The strong opposition which Mr Brown encountered over the treaty at the TUC conference in Brighton shows that the issue is not one of Left-Right partisanship but fundamental patriotic principle. It is also a matter of trust. We were promised a say, and now that promise is to be broken. It was striking to see Jackie Ashley, the respected proBrown, pro-EU Guardian columnist declare on Monday that the PM's 'hard-won reputation for straight dealing' depended upon him granting the public a vote.

It is quite irrelevant to point out, as ministers have, that Margaret Thatcher did not hold a referendum on the 1986 Single European Act or that William Hague opposed a popular vote on Maastricht. So what? In neither case were they breaking a promise. Mr Brown has launched his premiership with a plethora of announcements about the 'new politics', innovative forms of consultation and citizens' juries, and a pledge to carry on 'listening and learning'. He was at the forefront of the election campaign in 2005 in which Labour — desperate to kick the issue into touch — promised a referendum on the constitution.
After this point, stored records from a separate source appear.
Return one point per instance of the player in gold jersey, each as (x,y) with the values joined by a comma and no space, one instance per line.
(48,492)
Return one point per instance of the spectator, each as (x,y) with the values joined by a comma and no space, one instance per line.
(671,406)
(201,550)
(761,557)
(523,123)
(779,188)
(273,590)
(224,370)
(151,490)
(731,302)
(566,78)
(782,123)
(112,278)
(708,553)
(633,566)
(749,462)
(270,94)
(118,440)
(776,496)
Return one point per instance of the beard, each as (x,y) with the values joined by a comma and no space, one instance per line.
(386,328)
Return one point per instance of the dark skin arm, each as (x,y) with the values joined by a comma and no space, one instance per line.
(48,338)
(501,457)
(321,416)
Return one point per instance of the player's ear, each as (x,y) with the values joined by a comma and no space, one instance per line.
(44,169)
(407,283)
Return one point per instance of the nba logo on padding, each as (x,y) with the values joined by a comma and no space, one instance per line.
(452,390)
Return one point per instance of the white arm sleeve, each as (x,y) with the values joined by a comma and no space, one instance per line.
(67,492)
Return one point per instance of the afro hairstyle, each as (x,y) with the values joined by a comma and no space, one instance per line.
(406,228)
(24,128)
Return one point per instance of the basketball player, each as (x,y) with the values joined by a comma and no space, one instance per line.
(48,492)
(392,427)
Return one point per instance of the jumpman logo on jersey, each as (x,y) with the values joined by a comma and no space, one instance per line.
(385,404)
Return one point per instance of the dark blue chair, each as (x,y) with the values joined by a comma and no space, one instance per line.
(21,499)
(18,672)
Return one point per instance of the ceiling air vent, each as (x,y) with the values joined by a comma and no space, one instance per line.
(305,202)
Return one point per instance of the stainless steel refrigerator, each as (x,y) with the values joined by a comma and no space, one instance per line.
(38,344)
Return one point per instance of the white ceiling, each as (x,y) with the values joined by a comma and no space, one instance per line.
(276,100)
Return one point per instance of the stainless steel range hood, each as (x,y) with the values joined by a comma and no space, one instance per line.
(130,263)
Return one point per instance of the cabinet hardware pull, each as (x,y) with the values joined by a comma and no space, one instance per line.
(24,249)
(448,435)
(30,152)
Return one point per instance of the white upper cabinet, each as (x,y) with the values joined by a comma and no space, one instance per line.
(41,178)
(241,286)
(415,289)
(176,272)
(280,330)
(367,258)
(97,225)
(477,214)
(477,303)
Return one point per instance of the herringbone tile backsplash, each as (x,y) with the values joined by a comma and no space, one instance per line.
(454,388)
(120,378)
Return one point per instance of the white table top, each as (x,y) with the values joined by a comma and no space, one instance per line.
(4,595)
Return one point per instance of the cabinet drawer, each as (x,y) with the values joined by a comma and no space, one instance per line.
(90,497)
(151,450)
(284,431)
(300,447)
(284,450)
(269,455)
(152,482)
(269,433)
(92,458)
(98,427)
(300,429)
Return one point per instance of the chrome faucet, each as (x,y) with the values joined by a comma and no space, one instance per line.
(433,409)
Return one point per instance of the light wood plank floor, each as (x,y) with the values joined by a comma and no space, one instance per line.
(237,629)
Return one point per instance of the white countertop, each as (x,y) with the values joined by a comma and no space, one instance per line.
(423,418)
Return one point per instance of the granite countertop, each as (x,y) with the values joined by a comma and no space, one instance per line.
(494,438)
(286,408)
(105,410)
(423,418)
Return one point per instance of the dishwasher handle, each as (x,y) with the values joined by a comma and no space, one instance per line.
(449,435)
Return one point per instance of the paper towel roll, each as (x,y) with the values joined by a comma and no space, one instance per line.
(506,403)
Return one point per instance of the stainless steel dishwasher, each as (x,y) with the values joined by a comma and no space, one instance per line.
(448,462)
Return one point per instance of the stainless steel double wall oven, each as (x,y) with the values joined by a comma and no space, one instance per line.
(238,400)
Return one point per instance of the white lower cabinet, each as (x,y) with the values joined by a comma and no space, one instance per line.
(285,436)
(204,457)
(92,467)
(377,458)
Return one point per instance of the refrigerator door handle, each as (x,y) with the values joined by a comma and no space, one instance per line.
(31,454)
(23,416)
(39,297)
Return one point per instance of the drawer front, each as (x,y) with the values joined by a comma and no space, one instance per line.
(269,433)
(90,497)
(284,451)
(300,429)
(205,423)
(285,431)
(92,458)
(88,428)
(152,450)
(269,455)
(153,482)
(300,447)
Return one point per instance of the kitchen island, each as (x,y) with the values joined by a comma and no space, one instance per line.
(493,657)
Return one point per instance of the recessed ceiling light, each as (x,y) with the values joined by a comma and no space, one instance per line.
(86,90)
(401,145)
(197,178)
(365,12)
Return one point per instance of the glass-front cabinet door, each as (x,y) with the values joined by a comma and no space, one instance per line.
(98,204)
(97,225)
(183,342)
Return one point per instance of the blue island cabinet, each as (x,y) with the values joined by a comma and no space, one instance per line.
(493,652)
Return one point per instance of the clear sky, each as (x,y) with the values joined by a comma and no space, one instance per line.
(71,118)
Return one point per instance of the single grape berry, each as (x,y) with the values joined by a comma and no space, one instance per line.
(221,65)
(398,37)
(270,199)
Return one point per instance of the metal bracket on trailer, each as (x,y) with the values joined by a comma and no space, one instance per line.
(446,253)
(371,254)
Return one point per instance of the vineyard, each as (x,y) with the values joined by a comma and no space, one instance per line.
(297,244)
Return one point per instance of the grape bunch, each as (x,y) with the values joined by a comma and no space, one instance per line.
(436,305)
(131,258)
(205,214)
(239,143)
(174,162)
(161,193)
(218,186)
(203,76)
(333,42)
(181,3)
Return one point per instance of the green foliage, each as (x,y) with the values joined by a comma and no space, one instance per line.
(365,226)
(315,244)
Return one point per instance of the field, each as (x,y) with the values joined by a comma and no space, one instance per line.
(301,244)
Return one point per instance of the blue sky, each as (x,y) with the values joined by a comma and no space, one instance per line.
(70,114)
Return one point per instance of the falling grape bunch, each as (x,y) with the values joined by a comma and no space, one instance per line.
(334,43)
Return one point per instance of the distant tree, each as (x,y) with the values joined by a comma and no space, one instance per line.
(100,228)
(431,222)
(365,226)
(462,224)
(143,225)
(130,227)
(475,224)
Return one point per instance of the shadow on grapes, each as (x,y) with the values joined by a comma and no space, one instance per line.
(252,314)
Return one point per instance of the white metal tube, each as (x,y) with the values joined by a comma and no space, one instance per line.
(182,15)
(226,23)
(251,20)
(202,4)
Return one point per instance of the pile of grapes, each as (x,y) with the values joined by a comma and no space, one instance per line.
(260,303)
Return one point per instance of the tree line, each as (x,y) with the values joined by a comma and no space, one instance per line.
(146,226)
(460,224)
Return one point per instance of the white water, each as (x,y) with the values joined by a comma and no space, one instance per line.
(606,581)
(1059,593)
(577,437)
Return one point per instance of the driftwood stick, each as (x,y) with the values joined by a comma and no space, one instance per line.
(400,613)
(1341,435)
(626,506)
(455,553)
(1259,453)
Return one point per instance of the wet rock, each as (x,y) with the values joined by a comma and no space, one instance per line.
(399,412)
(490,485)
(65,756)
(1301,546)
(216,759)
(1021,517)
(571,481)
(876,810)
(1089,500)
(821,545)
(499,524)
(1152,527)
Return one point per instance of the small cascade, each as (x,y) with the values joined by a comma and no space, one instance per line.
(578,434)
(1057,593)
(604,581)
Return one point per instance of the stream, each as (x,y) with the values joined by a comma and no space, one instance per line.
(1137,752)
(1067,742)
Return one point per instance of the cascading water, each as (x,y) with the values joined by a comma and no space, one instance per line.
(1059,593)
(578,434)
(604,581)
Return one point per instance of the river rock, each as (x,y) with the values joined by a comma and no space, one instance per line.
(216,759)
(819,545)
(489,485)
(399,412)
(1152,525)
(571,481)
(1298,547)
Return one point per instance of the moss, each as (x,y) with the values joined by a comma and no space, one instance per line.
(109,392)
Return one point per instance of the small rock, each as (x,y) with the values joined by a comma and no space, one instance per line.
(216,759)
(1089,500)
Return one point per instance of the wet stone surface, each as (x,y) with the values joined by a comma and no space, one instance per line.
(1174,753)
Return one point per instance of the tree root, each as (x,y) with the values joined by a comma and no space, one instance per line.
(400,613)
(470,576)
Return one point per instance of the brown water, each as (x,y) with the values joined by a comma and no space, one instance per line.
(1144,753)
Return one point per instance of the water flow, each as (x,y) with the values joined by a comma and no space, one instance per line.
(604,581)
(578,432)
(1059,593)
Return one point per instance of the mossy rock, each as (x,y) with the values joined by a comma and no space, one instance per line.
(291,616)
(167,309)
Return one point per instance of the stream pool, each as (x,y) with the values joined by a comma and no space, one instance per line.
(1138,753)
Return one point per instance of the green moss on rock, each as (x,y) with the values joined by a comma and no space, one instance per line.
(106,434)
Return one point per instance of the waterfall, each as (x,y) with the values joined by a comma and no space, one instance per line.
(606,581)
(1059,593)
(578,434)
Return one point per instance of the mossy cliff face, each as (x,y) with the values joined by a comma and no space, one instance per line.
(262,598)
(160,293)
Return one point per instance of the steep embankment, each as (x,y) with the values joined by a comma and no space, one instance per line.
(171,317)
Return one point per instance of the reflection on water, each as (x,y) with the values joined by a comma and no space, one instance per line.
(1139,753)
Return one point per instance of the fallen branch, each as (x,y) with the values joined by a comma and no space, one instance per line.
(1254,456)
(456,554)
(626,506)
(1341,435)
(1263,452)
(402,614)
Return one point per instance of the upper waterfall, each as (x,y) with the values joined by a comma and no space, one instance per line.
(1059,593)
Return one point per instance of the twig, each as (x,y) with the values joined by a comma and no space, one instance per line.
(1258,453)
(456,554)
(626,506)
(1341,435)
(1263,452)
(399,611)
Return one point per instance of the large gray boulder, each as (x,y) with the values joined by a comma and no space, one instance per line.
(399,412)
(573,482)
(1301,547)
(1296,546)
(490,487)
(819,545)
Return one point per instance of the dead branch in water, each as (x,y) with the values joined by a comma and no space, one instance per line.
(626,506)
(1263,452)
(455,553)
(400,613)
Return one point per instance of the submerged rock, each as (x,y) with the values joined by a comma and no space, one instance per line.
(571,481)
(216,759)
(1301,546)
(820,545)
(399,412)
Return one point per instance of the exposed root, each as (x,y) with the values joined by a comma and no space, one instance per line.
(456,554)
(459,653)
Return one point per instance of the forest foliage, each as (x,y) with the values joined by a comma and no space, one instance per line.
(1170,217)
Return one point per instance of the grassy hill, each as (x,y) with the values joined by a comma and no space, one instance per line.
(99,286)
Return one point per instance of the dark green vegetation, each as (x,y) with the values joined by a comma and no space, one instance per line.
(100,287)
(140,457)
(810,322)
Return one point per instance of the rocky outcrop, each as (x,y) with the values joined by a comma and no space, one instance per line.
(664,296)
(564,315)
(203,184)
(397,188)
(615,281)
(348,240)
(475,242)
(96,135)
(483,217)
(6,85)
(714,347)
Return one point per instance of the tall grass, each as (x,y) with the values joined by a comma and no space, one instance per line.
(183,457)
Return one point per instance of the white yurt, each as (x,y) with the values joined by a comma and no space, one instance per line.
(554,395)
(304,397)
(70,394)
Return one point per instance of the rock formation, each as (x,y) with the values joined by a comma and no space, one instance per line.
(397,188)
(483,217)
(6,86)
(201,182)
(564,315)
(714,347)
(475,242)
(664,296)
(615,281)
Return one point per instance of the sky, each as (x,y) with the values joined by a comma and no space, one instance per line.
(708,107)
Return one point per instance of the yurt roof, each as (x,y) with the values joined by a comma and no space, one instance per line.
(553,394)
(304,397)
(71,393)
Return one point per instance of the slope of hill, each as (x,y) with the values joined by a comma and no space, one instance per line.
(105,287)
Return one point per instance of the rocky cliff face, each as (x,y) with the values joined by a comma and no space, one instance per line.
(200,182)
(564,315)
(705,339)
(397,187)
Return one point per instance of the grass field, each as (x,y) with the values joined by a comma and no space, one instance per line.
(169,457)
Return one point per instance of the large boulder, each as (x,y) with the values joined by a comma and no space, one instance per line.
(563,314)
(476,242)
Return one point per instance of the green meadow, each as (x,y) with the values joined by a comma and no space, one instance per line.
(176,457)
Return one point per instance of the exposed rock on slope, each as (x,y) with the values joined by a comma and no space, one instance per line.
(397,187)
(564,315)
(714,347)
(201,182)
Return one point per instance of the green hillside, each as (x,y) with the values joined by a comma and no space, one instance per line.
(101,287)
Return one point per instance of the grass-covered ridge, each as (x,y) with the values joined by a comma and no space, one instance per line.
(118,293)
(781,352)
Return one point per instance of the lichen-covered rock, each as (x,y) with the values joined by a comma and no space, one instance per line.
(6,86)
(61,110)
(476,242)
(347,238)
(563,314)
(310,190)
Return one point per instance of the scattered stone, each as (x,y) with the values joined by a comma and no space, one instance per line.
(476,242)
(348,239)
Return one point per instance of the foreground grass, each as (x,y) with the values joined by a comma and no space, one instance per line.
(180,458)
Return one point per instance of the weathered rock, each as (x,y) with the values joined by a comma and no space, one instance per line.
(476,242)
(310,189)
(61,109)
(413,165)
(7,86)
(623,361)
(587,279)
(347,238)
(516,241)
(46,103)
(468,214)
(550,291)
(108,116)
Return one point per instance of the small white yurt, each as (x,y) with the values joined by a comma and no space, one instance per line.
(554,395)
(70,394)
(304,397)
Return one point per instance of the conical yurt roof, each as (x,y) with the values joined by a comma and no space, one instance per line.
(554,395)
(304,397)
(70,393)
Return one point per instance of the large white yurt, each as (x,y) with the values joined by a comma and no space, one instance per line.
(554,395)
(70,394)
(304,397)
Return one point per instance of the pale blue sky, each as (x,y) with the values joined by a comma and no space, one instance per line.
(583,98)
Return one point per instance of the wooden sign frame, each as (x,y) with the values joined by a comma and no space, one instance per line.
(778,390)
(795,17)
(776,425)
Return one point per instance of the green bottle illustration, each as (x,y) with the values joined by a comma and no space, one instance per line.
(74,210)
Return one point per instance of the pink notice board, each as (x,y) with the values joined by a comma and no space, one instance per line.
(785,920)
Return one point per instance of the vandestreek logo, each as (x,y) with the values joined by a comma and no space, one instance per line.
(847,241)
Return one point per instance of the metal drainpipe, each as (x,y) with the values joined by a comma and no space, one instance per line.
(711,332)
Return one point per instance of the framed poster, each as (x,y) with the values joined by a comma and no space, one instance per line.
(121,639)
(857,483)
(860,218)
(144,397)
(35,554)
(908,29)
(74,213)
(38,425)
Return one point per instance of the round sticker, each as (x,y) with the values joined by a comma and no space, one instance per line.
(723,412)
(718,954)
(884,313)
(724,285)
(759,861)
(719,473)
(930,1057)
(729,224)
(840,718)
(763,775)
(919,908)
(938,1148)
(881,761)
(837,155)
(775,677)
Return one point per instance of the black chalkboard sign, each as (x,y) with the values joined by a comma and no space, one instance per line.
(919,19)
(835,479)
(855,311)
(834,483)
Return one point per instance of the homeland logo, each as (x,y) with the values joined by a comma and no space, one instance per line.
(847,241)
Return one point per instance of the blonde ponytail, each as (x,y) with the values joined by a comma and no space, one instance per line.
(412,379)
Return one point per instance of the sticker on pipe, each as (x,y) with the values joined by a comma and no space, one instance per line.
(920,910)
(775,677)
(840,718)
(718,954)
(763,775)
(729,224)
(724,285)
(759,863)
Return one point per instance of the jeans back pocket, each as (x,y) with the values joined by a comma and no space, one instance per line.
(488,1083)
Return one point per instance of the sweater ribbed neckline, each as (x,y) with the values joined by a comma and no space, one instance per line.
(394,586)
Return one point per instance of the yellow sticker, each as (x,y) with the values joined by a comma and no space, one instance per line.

That constitution, Mr Brown and his colleagues insist, is dead: it is an ex-treaty, it has ceased to be. But is that true? With embarrassing unanimity, Continental politicians declare that the constitution is very much alive. Some even celebrate the cunning with which this deceit has been practised upon the peoples of Europe — the alteration of the cosmetic to preserve the substantial.

'The good thing is that all the symbolic elements are gone,' Anders Fogh Rasmussen, the Danish Prime Minister, has said, 'and that which really matters — the core — is left.' Vaclav Klaus, the Czech President is no less blunt: 'Only cosmetic changes have been made, and the basic document remains the same.'

Ministers dismiss such brazen remarks as an irrelevance, since Britain has its own bespoke 'red lines' which were agreed in Brussels in June this year. This may be so. But Mr Blair made identical claims for the original constitutional deal agreed on 18 June 2004. He boasted to the Commons three days later that Britain had secured all it had sought, quoting from Corriere della Sera (The British won the day') and the Spanish press (Blair, the big winner of the Summit, achieved everything he wanted'). He had, he said, secured every 'red line' that he had demanded for the original treaty: for example, the protection of unanimous voting on tax, social security, foreign policy, defence and decisions affecting the British contribution to the EU budget.

So the question is: what are the additional 'red lines' that allegedly make the 2007 deal sufficiently different from the 2004 agreement to render the solemn promise of a referendum null and void? The Foreign Office website (www.fco.gov.uk) offers only this guidance: 'The UK has a right to opt-in to JHA [Justice and Home Affairs], thus protecting our common law system and criminal and judicial processes. The UK has a legallybinding Protocol on the Charter [of Fundamental Rights], thus protecting our social and labour legislation. There is clarification on the role of the High Representative [of the Union for Foreign Affairs and Security Policy] including a Declaration confirming that foreign policy will remain in the hands of the Member States. There are stronger safeguards for protecting our social security system.'

And that's it. It should be stressed that the legal status and potential impact in Britain of the Charter remain matters of vivid controversy, and that the government has always claimed that the powers of the High Representative would be strictly limited. So what, really, is new? Better to focus on the huge swaths of the original document that have survived: more than 60 national vetoes will be lost, huge structural changes to the EU enacted, and a raft of harmonising measures advanced.

It is simply dishonest — intellectually and morally — to say that the 2007 treaty is sufficiently different to its 2004 predecessor to justify the dumping of the referendum pledge. In Brighton, the Lib Dems should consider this dishonesty and their response. Sir Ming your country needs you.